Parecían normales, pero no lo eran. Décadas de aislamiento convirtieron aquella población en un pequeño experimento involuntario de selección natural, aunque no todos los rasgos observados pueden atribuirse con certeza exclusivamente a la evolución ocurrida en la isla. Se documentó resistencia a problemas como la podredumbre de las pezuñas y posteriormente se describieron comportamientos llamativos, como hembras capaces de parir de pie y corderos vigorosos que podían caminar pocos minutos después de nacer.
Eran animales resistentes y capaces de desenvolverse sin muchos de los cuidados asociados a un rebaño doméstico, precisamente porque durante generaciones los ejemplares menos adaptados habían tenido muchas menos posibilidades de sobrevivir y reproducirse.
Ovejas en la isla Campbell
Devorando la isla. Lo que resultaba fascinante para los investigadores era desastroso para Campbell Island. Las ovejas llevaban décadas pastando sobre comunidades vegetales que habían evolucionado sin grandes herbívoros terrestres y estaban alterando seriamente la flora autóctona, sumándose al impacto histórico provocado por otras especies introducidas como ratas, cerdos y cabras.
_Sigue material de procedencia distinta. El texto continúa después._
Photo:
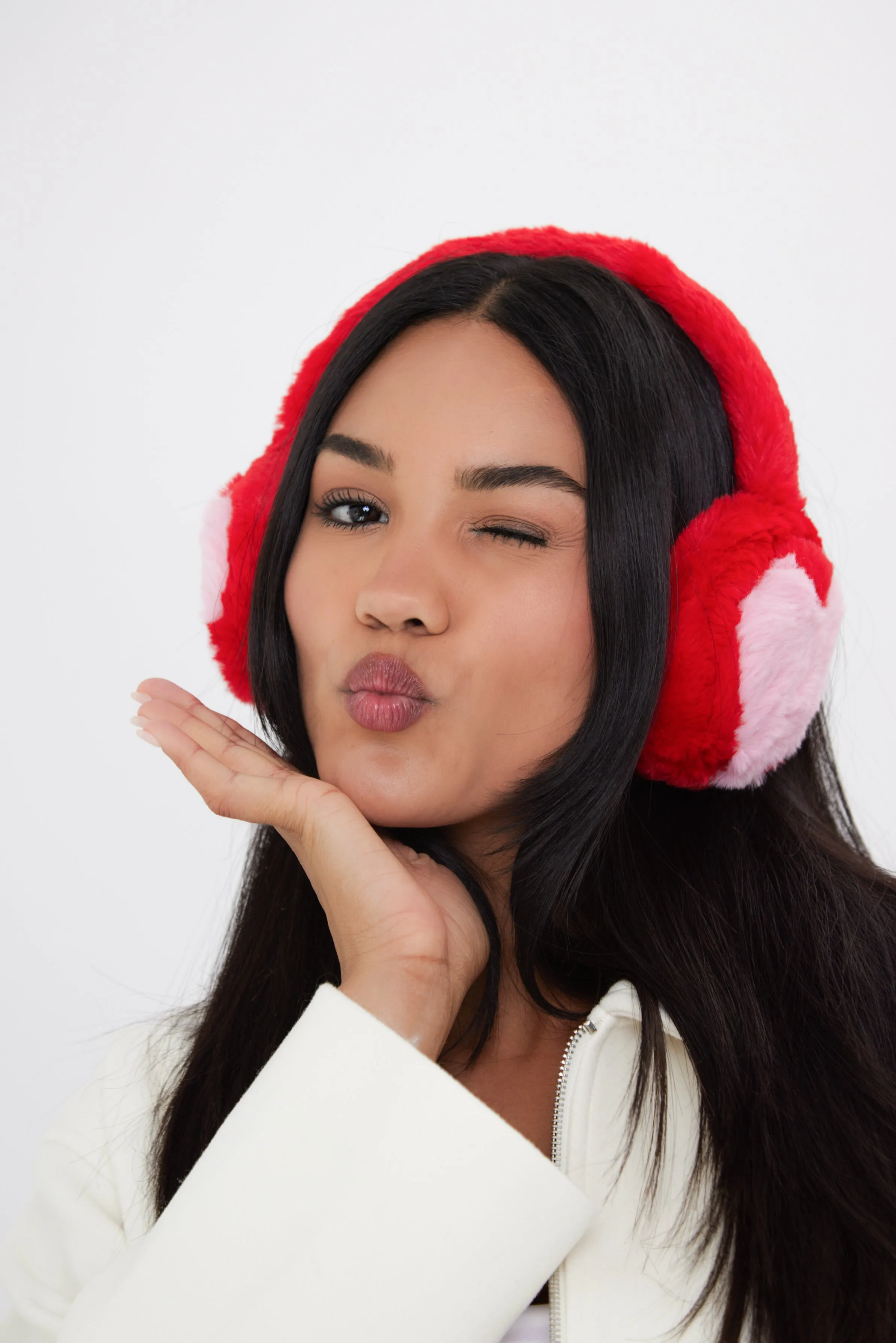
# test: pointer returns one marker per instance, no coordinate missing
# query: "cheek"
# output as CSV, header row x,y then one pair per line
x,y
315,609
542,665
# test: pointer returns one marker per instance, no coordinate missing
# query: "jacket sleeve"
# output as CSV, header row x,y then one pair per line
x,y
357,1192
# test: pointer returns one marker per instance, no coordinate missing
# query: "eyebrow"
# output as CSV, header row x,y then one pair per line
x,y
492,477
499,477
357,450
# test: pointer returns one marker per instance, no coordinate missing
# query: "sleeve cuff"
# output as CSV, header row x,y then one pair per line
x,y
357,1192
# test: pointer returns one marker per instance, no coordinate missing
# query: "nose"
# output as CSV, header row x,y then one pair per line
x,y
403,597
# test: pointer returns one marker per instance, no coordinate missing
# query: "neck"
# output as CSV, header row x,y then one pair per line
x,y
520,1028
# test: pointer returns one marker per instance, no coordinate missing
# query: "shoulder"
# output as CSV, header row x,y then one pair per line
x,y
92,1190
108,1127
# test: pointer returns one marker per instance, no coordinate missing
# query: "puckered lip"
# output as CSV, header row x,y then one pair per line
x,y
383,673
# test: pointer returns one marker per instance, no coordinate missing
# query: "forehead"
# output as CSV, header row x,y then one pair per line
x,y
457,388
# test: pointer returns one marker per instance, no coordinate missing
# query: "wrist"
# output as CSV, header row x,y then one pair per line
x,y
416,1004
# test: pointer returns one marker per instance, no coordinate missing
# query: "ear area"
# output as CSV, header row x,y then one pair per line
x,y
786,640
704,733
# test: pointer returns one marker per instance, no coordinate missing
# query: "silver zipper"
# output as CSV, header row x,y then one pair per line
x,y
588,1028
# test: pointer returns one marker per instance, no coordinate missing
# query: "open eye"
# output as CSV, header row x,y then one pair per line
x,y
350,511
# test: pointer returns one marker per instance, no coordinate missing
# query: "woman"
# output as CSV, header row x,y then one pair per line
x,y
561,821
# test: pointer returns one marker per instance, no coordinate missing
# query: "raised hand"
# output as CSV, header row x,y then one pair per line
x,y
409,938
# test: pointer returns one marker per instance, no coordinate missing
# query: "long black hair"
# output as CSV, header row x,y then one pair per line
x,y
754,918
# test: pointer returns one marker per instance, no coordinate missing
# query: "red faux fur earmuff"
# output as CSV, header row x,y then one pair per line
x,y
754,613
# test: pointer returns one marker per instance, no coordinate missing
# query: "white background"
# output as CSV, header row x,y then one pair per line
x,y
193,193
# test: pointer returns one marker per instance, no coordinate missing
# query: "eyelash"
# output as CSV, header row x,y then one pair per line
x,y
346,499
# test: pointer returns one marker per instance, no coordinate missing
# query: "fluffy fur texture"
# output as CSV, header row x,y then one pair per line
x,y
786,638
716,720
213,543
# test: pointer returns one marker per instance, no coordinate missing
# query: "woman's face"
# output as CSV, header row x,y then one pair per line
x,y
438,591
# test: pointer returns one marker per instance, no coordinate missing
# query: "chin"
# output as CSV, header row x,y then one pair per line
x,y
394,799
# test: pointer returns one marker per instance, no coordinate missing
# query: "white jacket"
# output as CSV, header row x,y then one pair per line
x,y
359,1194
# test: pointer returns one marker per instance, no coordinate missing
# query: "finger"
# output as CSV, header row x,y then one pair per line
x,y
225,738
410,859
229,793
156,689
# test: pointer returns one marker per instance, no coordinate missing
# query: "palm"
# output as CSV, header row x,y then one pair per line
x,y
385,903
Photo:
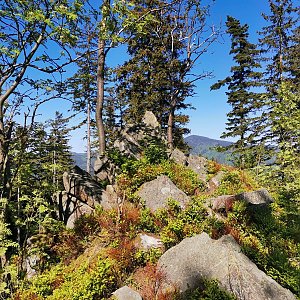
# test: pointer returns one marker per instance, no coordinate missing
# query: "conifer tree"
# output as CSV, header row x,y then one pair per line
x,y
241,95
279,58
59,153
82,85
159,75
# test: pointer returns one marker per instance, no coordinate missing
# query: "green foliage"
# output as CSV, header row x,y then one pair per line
x,y
155,152
138,172
235,181
73,283
268,236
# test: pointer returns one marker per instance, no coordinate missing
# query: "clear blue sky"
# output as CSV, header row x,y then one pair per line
x,y
210,115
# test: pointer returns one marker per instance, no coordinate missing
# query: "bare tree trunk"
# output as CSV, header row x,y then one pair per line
x,y
88,146
100,97
2,145
170,129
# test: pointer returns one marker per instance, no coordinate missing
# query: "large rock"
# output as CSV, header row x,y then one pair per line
x,y
126,293
259,197
150,120
202,257
179,157
147,241
215,181
104,169
223,202
132,139
81,185
157,192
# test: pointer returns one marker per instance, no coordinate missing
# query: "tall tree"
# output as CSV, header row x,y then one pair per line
x,y
59,151
285,119
243,100
27,29
159,75
82,85
277,41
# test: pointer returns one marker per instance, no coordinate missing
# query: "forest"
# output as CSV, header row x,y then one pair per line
x,y
164,41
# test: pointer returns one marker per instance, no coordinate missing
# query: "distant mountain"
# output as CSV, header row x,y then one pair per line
x,y
200,145
204,146
80,160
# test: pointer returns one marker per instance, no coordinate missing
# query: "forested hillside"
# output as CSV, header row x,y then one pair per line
x,y
69,233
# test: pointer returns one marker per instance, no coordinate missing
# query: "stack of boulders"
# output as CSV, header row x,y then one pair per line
x,y
130,141
82,194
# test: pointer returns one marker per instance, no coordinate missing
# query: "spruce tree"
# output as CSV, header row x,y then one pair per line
x,y
241,91
59,151
159,75
279,59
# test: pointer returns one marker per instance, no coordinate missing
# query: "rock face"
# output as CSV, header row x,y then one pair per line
x,y
157,192
193,162
81,185
220,203
82,193
215,182
202,257
126,293
147,241
259,197
179,157
150,120
133,137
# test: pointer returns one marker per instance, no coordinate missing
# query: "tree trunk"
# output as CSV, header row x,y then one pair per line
x,y
88,146
170,127
100,97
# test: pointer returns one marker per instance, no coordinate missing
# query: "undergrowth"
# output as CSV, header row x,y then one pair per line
x,y
268,236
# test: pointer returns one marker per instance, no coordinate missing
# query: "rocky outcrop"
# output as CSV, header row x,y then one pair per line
x,y
104,169
201,257
147,241
179,157
157,192
259,197
194,162
126,293
82,194
82,186
133,137
215,182
198,165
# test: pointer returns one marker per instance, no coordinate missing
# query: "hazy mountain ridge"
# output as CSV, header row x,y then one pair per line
x,y
204,146
200,145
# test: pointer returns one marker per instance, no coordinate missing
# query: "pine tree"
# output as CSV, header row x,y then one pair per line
x,y
241,94
158,76
277,42
59,152
285,119
82,85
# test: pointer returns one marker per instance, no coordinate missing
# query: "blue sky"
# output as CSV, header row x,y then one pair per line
x,y
210,115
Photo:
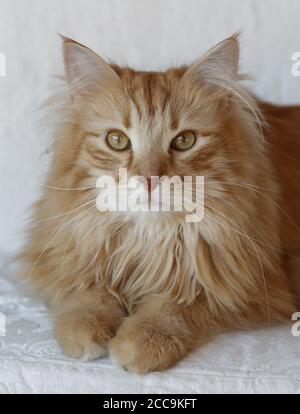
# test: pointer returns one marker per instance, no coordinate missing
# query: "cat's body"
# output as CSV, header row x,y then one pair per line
x,y
155,284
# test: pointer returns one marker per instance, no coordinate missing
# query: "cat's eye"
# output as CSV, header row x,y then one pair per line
x,y
184,141
118,141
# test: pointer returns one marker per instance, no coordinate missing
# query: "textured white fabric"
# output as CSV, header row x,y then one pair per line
x,y
150,34
265,361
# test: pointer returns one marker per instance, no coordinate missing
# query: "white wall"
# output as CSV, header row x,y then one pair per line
x,y
143,33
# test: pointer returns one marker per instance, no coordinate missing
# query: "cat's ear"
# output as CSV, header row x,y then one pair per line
x,y
219,63
82,64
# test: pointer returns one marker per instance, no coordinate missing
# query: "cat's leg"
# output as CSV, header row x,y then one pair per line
x,y
159,334
85,321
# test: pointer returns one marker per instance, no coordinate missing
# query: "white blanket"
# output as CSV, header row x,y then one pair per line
x,y
266,361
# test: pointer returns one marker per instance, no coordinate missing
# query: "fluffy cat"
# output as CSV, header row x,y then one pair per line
x,y
150,287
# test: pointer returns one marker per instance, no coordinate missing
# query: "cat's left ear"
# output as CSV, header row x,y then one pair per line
x,y
221,63
84,65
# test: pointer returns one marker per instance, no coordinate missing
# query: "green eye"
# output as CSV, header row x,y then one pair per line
x,y
118,141
184,141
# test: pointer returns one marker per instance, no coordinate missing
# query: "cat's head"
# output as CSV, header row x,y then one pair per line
x,y
190,121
Cuando Campbell Island se convirtió en reserva en 1954, conservar aquel rebaño asilvestrado dejó de tener sentido: proteger el ecosistema significaba eliminar precisamente a los animales que habían demostrado ser capaces de sobrevivir allí.
La caza. Casi cuatro décadas después del abandono de la granja, Nueva Zelanda levantó una valla que atravesaba la isla y comenzó a eliminar las ovejas situadas al norte de la barrera. Las del sur permanecieron temporalmente, creando además un enorme experimento de campo que permitía comparar cómo respondía la vegetación cuando desaparecía el pastoreo.
La erradicación continuó durante los años siguientes hasta acabar con la población salvaje a finales de los ochenta y comienzos de los noventa, permitiendo que plantas autóctonas castigadas durante décadas comenzaran a recuperar el terreno perdido.
Salvar a diez. Aquí aparece la última paradoja de la historia. Las ovejas tenían que desaparecer de Campbell Island para proteger su naturaleza, pero décadas de aislamiento habían convertido a aquella población en algo genéticamente demasiado interesante como para permitir que desapareciera por completo.
Durante los veranos de 1975-1976 se seleccionaron diez ejemplares y se trasladaron a Nueva Zelanda continental, donde sus descendientes fueron mantenidos como una población pura y permitieron conservar características desarrolladas durante aproximadamente 45 años de vida salvaje.
Una rareza que proteger. Los descendientes de aquellos animales sobrevivieron después en explotaciones neozelandesas y Campbell Island sheep pasó a considerarse una población rara cuyo principal valor reside precisamente en su singular patrimonio genético.
Es el extraño desenlace de un experimento que nadie había planeado: los humanos introdujeron ovejas en una isla remota, abandonaron unas 4.000 cuando el negocio quebró y regresaron 40 años después para exterminar a sus descendientes porque amenazaban el ecosistema. Pero antes de hacerlo se llevaron una pequeña muestra a casa, conservando fuera de Campbell Island aquello que la selección natural había producido mientras nadie estaba mirando.